Precisamente es con esta obra con la que Bigas abre su trilogía roja o ibérica, un tríptico cinematográfico, donde resume lúcidamente su concepción del erotismo y sus vinculaciones con la gastronomía. En esta ocasión esta relación no se plantea como algo meramente anecdótico, puntual, sino que se convierte en un elemento sustancial de su discurso. Estos tres retratos fílmicos tuvieron un hilo conductor común, son las estampas de una España “profunda y testicular” (Sanabria, 2010, p. 70) con sus fetiches, iconos y tradiciones. Este retrato racial hilvanado con un eje culinario común que va desde el jamón hasta la leche pasando por los huevos con chorizo. Es el jamón, por un lado, el símbolo de una España atávica, ancestral, ensimismada y rural, de amores desgarrados y tragedias delirantes, un país que, dominado por las moscas[10], que sabe y huele a ajo y a tortilla, un país que marcando paquete y cojones juega con los toros a la luz de la luna y que está habitado por chicas “jamonas” que, arrebatadas y pasionales, exudan sensualidad por todos los poros de su piel. Pero también está esa otra España que quiere incorporarse a la modernidad a su manera, a golpe de talón y máquina excavadora, patria del macho ibérico, chulo, vulgar y hortera que mezcla en su indigesta dieta el marisco, los étnicos huevos con chorizo y el turrón de Alicante. Y estaría, por último, una España vista con ojos infantiles, de perfiles más finos y evocadores, que es regazo y protección, madre y voluptuosa nodriza, una fabulosa matrona que, junto al Mediterráneo, amamanta a su prole con sus senos cargados de leche.

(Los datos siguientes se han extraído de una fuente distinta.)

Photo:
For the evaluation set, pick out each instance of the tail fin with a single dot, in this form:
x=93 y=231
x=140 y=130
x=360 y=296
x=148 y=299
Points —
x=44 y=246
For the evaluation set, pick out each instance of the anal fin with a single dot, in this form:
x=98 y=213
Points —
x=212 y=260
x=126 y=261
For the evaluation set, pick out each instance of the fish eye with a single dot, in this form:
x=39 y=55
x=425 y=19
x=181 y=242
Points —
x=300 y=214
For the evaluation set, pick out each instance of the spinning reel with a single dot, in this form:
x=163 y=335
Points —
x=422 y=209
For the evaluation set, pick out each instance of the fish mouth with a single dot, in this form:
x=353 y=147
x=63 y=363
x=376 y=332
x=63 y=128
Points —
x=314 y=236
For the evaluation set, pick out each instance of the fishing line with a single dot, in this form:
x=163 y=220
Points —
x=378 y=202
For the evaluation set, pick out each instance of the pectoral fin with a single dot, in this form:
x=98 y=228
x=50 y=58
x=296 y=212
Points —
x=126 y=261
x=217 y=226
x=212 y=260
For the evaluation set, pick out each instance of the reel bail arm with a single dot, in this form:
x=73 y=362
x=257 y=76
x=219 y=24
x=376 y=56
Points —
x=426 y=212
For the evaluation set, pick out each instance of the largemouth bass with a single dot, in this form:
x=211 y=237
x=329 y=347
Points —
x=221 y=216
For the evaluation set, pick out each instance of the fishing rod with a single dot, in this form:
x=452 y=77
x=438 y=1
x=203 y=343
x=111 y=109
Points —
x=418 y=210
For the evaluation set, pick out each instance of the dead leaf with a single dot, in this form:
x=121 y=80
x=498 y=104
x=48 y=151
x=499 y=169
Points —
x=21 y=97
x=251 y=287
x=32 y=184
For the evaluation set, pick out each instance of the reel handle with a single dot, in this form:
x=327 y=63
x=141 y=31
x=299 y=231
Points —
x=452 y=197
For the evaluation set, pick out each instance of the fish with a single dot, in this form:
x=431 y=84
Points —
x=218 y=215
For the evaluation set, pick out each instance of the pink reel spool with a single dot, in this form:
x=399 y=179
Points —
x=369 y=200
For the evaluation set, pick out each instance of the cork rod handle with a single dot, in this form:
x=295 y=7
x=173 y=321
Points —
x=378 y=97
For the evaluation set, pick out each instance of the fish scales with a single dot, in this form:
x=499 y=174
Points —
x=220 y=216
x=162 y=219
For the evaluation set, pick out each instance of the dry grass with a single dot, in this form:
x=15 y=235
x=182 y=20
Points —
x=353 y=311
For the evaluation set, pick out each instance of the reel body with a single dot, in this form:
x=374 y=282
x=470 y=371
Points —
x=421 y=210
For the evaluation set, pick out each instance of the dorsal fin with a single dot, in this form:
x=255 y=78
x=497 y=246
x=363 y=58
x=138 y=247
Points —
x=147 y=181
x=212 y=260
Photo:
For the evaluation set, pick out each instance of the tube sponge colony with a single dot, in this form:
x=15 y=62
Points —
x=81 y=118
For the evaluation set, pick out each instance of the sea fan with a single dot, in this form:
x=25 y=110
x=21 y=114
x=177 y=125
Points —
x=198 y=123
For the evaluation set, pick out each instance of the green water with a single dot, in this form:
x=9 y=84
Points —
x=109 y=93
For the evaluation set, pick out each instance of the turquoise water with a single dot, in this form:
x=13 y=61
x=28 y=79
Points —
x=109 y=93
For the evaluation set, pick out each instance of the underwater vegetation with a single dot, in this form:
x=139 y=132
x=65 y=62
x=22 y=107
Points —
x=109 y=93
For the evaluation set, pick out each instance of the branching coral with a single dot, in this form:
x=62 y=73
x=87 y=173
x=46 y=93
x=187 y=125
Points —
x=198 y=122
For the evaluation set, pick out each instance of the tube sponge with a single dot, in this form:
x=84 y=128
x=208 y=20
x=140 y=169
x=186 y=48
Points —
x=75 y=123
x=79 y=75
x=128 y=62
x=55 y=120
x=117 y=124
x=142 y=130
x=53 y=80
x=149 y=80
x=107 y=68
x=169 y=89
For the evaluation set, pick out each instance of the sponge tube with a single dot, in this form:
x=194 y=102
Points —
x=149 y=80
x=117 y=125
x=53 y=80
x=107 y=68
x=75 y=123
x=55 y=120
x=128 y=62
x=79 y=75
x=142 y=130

4. En el tierno regazo de una allattatrice
Por encima de todos los otros motivos iconográficos, en el mundo creativo de Bigas Luna sobresale uno especialmente, aquel que tiene que ver con los senos femeninos y que, curiosamente, aúnan las dos vertientes que más le interesaban: sexo y gastronomía. No era en esto nada original, pues es posiblemente la parte del cuerpo de la mujer que mayor atención erótica ha recibido por parte de los varones, quizá porque “enfocar una atención extrema sobre los genitales sería excesivo y hacerlo sobre otras partes de la anatomía es insuficiente. Los pechos son en cambio el perfecto término medio: una zona tabú, pero no demasiado escandalosa” (Morris, 2004, p.171). El cineasta reconocía que esta obsesión, de resonancias edípicas, hundía sus raíces en su propia infancia. Como muchos temas que rondaron su cabeza, esta fascinación mamaria tenía que ver con algún recuerdo o experiencia vital personal:
Estaba enamorado de mi madre. Era una mujer muy vaporosa; no, es más justo decir que era un ser alucinante. Con grandes pechos, siempre muy arreglada, elegante, una gran seductora. De pequeño estaba convencido de que los pechos de las mujeres estaban llenos de leche. Cuando mi madre me cogía entre sus brazos y me apretaba contra sus enormes pechos, me aterrorizaba pensando que la leche empezaría a salir y a mojar mi cabeza. Para protegerme, escondía mi cabeza debajo de sus axilas.” (Pisano, 2001, p. 39).
Fue más tarde cuando descubrió que en realidad no estaban llenos de leche. Un descubrimiento que convirtió una experiencia agradable y sensual en la primera decepción de su vida:
El paso (…) de mi fantasía infantil, a la adolescencia fue a través de dos tetas. Tenía doce o trece años y me encontraba en un pueblo de veraneo en Malgrat de Mar. Ella tendría veintidós o veintitrés años y era alemana. Como puedes imaginar, fue estupendo; por un lado, era muy placentero poder tocar con una cierta lascivia, pero por otro fue una gran decepción comprobar que aquello no estaba lleno de leche. Fue como descubrir otro mundo. Imagínate lo que sentí cuando te conocí; creí que eras una pastelería. (…) En realidad, cuando cogí en mis manos las tetas (que imaginaba llenas de leche) de la alemana; cuando terminé de tocarlas, el que estaba mojado era yo… (…). La leche cambió de sitio (Pisano, 2001, p. 44-45).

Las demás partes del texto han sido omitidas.